Chris: Well, I think my entire life and throughout my childhood, so much of my identity has been shaped by women in media. I mean, that's who I looked to. I don't understand what a gay or queer sensibility is. I don't know where it comes from. But I do ask myself sometimes why as a kid living in the suburbs of Connecticut, a child of Lebanese immigrants, I became obsessed with Judy Garland and The Wizard of Oz at five years old. I couldn't get over it after the first time I saw it and I was obsessed with the ruby slippers and all these signifiers that are considered traditionally gay, classically gay. But how the hell could I have possibly known that, you know? It's some memetic memory, some predisposition. It's almost like if there's a gay gene—it's somehow tied into a certain kind of woman, and I've found those women my whole life. It's apparent that Gaga is one of those women. And I think she always was, right out of the gate. Right when she hatched. She was alway gonna be held really close to the hearts of gay people and part of this tradition that nobody is really able to explain.
Bobby: I've grown up working with her. I've been working with her for almost ten years. But you know—a funny thing for me, with Chris talking about worshipping Judy Garland since he was five—Britney Spears was always my queen, since age 13. I'm a true fan of that iconic sort of pop queen, and I think that informed a lot of who I am today. Somehow by some miracle I've found myself getting to work with my own pop queen. It's also like I get to deliver to millions of kids all around the world what Brittney did to me at 14. For me, that's the ultimate blessing in all of this.
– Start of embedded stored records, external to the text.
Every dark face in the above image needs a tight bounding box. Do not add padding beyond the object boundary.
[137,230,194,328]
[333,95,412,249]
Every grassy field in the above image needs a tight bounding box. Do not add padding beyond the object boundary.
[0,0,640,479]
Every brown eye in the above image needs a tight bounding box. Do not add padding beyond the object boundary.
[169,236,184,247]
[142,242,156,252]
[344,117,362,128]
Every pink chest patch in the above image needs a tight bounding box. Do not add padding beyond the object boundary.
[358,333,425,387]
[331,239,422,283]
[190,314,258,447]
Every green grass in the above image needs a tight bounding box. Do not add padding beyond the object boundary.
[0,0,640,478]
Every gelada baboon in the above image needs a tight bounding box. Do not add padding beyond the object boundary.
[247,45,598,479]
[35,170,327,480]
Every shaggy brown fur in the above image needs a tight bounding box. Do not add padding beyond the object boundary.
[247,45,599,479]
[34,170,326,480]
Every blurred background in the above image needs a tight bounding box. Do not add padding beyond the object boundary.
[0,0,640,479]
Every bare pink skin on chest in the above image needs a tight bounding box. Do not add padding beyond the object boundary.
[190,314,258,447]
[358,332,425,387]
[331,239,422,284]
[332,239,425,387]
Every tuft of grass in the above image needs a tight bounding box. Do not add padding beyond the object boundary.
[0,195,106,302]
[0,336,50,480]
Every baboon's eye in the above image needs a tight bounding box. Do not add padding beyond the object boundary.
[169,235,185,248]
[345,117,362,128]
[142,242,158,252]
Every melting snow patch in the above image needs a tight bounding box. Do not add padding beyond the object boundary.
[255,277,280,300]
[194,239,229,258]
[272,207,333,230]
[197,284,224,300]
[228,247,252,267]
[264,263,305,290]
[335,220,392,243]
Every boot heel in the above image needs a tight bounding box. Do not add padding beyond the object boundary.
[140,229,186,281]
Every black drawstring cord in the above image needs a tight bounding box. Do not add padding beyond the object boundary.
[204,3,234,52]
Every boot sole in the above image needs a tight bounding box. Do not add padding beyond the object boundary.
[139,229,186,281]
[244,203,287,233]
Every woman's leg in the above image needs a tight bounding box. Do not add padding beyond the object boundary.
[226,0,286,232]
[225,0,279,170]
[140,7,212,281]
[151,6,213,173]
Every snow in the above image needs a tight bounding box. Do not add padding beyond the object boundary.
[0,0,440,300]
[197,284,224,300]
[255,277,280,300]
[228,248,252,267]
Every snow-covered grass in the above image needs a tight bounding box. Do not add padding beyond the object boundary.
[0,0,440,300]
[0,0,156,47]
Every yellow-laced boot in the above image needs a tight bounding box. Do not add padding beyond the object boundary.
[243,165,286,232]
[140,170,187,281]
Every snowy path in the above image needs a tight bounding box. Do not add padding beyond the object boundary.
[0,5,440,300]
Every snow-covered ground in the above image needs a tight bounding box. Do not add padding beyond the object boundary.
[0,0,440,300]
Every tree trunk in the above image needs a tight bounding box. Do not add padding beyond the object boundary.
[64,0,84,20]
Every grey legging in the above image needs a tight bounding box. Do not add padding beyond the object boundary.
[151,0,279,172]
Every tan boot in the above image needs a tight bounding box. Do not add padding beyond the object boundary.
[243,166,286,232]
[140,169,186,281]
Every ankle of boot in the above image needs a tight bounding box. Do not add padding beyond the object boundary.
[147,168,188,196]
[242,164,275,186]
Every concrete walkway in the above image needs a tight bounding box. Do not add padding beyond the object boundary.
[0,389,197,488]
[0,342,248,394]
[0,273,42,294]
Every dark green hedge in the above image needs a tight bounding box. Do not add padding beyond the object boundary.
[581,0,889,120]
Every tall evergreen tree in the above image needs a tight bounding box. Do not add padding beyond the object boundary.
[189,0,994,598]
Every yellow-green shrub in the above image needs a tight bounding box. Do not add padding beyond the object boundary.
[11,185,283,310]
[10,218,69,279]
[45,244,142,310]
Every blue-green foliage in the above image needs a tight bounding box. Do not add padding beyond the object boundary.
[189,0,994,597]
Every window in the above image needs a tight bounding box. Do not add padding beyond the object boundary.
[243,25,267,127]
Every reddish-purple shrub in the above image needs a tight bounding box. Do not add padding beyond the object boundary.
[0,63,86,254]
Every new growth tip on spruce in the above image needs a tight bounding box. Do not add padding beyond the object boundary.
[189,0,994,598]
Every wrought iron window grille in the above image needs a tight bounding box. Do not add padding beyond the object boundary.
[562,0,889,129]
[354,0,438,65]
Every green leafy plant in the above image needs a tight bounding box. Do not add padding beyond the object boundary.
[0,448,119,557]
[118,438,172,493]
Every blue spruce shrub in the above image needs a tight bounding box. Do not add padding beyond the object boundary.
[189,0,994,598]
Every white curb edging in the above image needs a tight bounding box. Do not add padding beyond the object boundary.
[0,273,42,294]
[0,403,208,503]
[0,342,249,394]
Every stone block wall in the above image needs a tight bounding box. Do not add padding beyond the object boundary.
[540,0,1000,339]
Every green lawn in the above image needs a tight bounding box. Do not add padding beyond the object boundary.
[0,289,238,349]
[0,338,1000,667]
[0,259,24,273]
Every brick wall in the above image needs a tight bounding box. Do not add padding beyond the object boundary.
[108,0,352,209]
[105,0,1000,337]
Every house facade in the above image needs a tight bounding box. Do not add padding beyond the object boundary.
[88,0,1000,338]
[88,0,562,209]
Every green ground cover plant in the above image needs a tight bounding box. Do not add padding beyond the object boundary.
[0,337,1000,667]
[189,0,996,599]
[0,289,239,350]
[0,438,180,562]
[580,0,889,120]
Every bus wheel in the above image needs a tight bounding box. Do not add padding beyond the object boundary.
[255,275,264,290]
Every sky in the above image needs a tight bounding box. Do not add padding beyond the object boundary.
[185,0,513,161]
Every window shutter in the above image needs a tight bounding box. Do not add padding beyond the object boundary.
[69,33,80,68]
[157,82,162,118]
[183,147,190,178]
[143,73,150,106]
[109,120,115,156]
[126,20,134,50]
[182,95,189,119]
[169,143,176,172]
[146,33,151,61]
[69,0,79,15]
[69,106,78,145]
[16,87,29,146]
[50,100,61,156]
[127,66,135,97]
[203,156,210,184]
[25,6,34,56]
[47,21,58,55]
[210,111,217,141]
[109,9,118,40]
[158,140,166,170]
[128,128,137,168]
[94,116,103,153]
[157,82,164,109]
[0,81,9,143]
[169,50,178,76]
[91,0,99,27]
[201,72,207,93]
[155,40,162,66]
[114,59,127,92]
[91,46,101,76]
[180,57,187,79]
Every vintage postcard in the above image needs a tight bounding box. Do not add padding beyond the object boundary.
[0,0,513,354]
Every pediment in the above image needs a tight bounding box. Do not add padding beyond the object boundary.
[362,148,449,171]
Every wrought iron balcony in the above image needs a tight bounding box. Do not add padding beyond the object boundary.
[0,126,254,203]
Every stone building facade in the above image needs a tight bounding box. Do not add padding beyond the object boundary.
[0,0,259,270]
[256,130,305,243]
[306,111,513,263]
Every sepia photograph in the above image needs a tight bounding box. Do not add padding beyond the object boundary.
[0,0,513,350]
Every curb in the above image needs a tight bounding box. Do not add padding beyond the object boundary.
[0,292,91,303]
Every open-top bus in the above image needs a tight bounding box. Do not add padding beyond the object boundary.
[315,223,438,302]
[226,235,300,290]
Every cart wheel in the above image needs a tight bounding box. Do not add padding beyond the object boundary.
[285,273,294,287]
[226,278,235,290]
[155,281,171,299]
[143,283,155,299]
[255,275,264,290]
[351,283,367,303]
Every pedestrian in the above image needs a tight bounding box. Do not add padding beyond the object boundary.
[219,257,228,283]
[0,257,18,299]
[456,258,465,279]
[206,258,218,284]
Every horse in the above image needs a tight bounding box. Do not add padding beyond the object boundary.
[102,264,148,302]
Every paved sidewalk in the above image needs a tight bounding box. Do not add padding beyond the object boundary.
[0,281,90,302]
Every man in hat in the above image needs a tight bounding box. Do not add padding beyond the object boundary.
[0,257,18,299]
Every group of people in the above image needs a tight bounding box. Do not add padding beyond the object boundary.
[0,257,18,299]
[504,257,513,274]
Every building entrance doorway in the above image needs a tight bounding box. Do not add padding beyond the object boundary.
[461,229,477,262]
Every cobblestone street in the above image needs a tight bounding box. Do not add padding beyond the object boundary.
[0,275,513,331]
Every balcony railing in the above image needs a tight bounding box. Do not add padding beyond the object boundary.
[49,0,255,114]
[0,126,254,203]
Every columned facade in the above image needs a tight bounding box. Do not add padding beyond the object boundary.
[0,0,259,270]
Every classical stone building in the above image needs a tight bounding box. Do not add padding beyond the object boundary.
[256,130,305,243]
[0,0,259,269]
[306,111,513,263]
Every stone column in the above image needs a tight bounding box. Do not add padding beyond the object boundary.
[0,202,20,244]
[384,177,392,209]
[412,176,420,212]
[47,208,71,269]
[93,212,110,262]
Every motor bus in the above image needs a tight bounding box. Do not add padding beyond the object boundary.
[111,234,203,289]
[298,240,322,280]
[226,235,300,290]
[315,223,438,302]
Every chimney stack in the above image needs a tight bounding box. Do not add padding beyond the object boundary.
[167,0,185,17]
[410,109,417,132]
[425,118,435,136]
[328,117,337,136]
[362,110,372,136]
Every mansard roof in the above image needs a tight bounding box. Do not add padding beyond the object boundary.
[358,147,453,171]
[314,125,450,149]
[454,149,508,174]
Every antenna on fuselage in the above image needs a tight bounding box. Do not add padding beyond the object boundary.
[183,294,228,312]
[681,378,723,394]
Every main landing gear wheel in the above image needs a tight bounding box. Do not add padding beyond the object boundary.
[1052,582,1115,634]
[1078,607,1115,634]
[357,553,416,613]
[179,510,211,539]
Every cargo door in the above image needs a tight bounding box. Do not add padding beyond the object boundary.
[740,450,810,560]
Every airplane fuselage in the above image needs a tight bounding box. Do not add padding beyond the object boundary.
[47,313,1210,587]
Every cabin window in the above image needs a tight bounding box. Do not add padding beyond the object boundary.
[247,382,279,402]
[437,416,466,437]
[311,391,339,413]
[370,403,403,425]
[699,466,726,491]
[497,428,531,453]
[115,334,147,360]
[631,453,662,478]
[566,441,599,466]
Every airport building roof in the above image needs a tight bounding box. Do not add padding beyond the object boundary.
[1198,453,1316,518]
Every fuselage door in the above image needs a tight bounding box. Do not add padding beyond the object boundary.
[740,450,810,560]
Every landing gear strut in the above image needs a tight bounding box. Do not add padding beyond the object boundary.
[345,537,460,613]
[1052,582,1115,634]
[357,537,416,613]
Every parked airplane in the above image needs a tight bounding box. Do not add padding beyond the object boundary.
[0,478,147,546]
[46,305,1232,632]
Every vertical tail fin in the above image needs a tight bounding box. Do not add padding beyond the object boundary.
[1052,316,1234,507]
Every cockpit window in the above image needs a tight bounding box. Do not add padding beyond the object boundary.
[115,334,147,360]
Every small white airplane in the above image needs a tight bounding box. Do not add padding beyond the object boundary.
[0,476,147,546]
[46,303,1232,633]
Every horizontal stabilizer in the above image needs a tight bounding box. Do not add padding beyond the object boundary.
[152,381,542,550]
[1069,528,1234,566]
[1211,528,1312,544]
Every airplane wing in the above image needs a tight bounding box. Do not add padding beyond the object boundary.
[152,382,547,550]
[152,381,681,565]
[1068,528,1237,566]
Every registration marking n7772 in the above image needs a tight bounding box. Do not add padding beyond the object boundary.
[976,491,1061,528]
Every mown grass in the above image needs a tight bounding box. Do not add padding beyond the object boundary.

The montages in the film take the viewer through the different iterations of Gaga's career. How conscious or un-conscious have those new identities been for her?
Bobby: From my perspective, it's this weird clash of being totally intentional in every little detail while also being completely authentic to who and where she is at that time. With Joanne for instance, people talk a lot about it being her coming back to her roots. But her roots aren't from the country. She has family from West Virginia, but her roots aren't there. She was born and raised in New York City. But at that time, who she felt like as a woman happened to be just that.

I think that from the very beginning—whether it's her in some crazy outfit or just a jeans and T-shirt—she's always managed to express what she's feeling. Each generation of her career becomes a cloak or shield she uses to relate to the world. And what I love about this film is that you get to learn a bit about all that. There's always a reason behind everything she does. For her, it's not always intentional. It's her revealing who she really is.

Interview has been condensed and edited.